Ants and Elevation

John T. Longino, The Evergreen State College, Olympia WA 98505 USA.

longinoj@evergreen.edu

23 April 1997


Brown (1959) observed that the highlands of Costa Rica produced melanic variants of many dacetonine species. My own observations of many ants of forest leaf litter, and not just dacetonines, confirm a general pattern. Within a set of morphologically very similar specimens (similar enough to be proposed as one species), specimens from montane forests tend to be larger and darker than their lowland counterparts. But "species" for which I have abundant material along an elevational transect allow me to examine patterns in greater detail. I have not observed cases of gradual, continuous variation from lowlands to highlands.
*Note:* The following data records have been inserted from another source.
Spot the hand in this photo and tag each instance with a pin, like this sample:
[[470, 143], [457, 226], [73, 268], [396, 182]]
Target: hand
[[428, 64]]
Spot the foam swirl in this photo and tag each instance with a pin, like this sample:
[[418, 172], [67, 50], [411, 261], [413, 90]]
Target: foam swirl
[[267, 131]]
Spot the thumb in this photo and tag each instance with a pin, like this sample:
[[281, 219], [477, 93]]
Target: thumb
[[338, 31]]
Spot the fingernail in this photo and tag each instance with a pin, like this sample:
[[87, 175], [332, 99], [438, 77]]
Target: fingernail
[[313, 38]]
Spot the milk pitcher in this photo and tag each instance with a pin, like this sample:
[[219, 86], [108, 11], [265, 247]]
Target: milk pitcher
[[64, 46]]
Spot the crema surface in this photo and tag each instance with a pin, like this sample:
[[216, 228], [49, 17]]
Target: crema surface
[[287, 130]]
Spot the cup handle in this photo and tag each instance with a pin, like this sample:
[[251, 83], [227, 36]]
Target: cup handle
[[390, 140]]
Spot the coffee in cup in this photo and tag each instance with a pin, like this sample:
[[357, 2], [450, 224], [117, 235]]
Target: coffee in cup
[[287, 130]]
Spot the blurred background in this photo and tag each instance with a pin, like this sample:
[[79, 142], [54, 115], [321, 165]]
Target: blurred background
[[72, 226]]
Patterns I observe are (1) variation is continuous, but the transition from the lowland form to the upland form is concentrated in a narrow elevational band, (2) variation is discontinuous, and the switch from the lowland form to the upland form occurs in a narrow elevational band, (3) variation is discontinuous, and the lowland and upland forms have an elevationally broad zone of sympatry, and (4) variation is continuous, but the intermediate forms are rare, and the overall pattern is of broad sympatry of discrete forms.
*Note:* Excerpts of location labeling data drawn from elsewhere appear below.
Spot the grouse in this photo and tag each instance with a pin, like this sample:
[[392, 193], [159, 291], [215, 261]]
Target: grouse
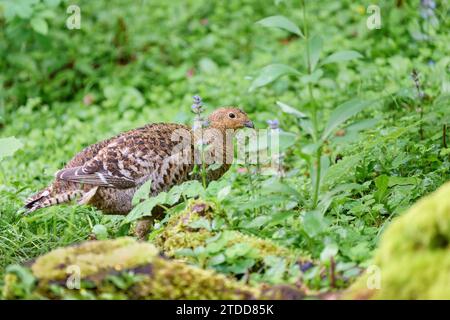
[[107, 174]]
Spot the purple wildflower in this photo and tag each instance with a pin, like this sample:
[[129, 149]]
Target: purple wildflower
[[273, 124]]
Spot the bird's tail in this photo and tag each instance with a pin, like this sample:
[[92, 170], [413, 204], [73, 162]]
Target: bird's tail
[[47, 198]]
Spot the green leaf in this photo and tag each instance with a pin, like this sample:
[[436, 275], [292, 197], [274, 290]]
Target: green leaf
[[342, 113], [52, 3], [286, 140], [238, 250], [341, 169], [402, 181], [314, 223], [100, 231], [341, 56], [330, 251], [282, 23], [257, 222], [39, 25], [217, 259], [290, 110], [270, 73], [223, 193], [201, 223], [312, 78], [315, 48], [142, 193], [9, 146], [145, 208]]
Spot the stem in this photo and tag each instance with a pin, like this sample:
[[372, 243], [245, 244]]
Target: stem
[[314, 116]]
In these Web pages on the Costa Rican fauna, I may discuss such elevational patterns of variation. When variation appears discontinuous and/or sympatric, I may treat the forms as distinct "species," even though existing and future taxonomic revisions may treat them as one species. Also, the patterns I discuss are usually not well-substantiated, because they emerge from collecting that was not designed to capture or quantify the patterns, and because my examination of the specimens may have been fairly cursory. As specimens accumulate from various collecting efforts, the perceived pattern may change. Proposed discontinuous variation may change to continuous when intermediates are found. Proposed parapatry may change to sympatry when discrete forms are found together at a greater range of sites.

My purpose is not to quibble over the definitions of species, but to present what I know about geographic variation of particular ant lineages.

Geographic patterns such as these are relevant to the study of clines and speciation. Something is causing correlated patterns of morphology across many ant lineages. There must be selection for larger, darker workers at higher elevations, and the counteracting forces of selection and gene flow are playing themselves out independently in hundreds of ant lineages. For a discussion of the evolutionary ecology of clines and their relevance to taxonomy and species definitions, see Mallet (1995) and related papers.

Brown, W. L., Jr. 1959. A revision of the Dacetine ant genus Neostruma. Breviora 107:1-13.

Mallet, J. 1995. A species definition for the modern synthesis. Trends in Ecology and Evolution 10:294-299.